Pulmonary sequestration is a defect in the formation of the lungs, which consists in the separation from the main organ of a rudimentary section of lung tissue with autonomous blood flow that does not participate in the gas exchange process. Symptoms may be meager; with an exacerbation of infectious inflammation, it includes fever, weakness, shortness of breath, cough with mucopurulent sputum, hemoptysis; with compression of the esophagus and stomach – a violation of the passage of food. The diagnosis is based on the data of radiography and CT of the lungs, bronchography, bronchoscopy, angiopulmonography. In case of disease, treatment is only operative – sequestrectomy, segmentectomy or lobectomy.
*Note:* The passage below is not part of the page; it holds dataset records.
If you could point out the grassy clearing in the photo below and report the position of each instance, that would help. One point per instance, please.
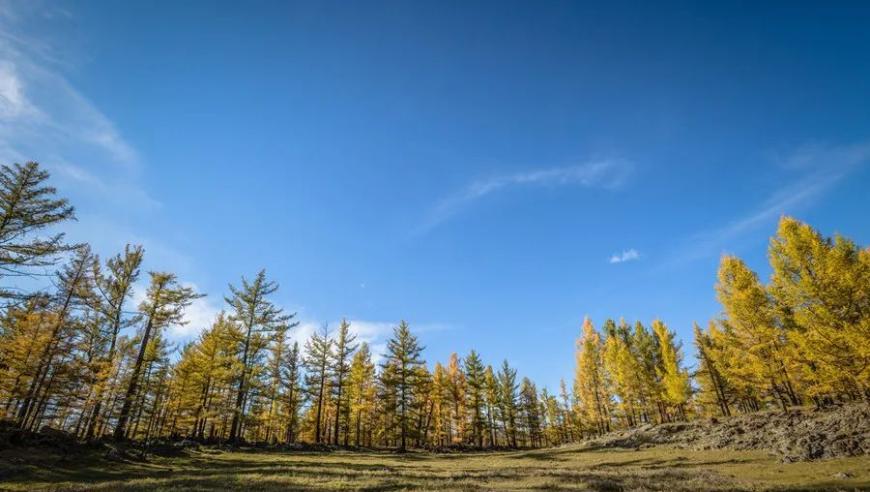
(568, 468)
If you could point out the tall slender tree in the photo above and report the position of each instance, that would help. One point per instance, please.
(403, 355)
(344, 349)
(163, 306)
(260, 320)
(27, 206)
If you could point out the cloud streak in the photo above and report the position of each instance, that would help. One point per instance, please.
(43, 117)
(822, 167)
(627, 255)
(605, 174)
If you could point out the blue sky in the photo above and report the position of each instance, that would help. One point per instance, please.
(491, 172)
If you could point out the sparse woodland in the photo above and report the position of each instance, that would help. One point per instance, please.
(81, 357)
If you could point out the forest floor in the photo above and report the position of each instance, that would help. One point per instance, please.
(573, 467)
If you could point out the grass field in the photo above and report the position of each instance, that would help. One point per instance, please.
(568, 468)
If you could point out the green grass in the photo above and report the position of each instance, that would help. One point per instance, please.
(567, 468)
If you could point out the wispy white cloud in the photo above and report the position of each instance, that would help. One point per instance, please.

Q33.2 Pulmonary sequestration
Sequestration (from Latin “sequestratio” – separation) of the lung is a congenital pathology with partial or complete separation and independent development of a perversely altered part of the lung tissue (independent blood supply, isolation from ordinary bronchopulmonary structures). Pulmonary sequestration is among the rare anomalies of lung development (1-6%), and among chronic nonspecific pulmonary diseases, its frequency in pulmonology is 0.8-2%.
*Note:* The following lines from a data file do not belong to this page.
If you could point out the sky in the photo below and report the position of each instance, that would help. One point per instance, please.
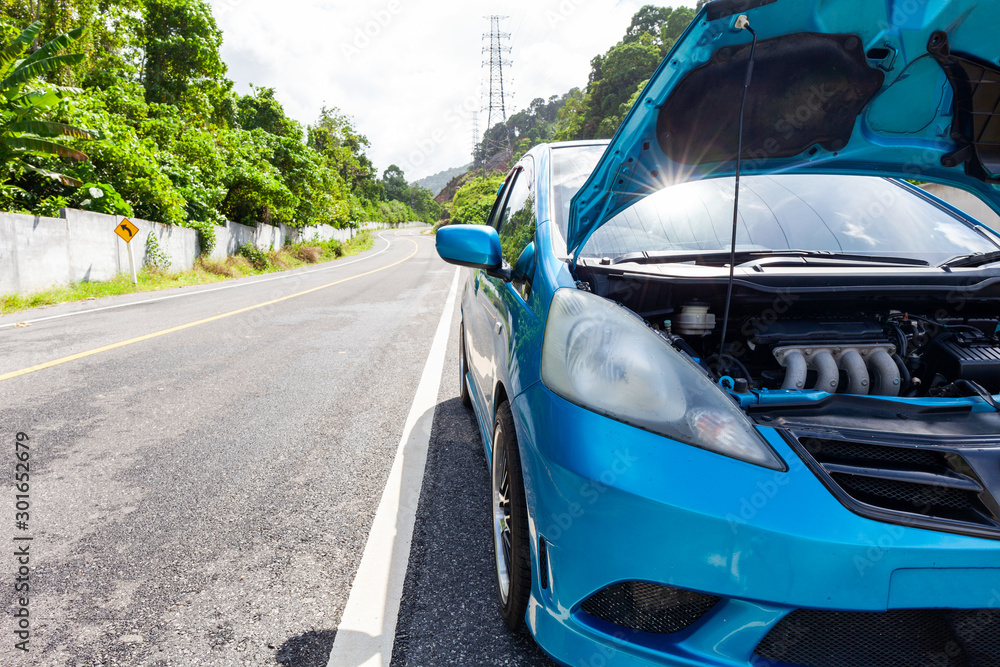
(410, 73)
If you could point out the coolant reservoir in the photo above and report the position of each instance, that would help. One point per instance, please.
(694, 320)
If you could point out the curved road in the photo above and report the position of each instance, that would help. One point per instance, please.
(206, 463)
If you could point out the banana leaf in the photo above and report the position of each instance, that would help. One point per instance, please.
(12, 51)
(57, 44)
(27, 71)
(54, 175)
(41, 147)
(44, 128)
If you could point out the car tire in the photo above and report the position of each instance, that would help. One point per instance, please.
(512, 553)
(463, 368)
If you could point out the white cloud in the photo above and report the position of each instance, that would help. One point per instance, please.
(410, 72)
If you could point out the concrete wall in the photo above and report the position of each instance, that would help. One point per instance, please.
(967, 202)
(38, 253)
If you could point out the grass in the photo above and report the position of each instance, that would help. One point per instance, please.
(206, 270)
Sequestration of lung tissue is not involved in respiratory function, has a small size and is usually represented by a cyst-like formation (a single bronchogenic cyst or a cluster of small cysts). The sequestration site is not connected to the vessels of the small circulatory circle (pulmonary artery), but has an abnormal blood supply through additional vessels coming from the descending arc of the thoracic or abdominal aorta or its branches (subclavian and splenic arteries). The main venous outflow from the vicious area is realized through the system of the superior vena cava, less often through the pulmonary veins. Sometimes sequestered tissue can communicate with the bronchi of the affected lung.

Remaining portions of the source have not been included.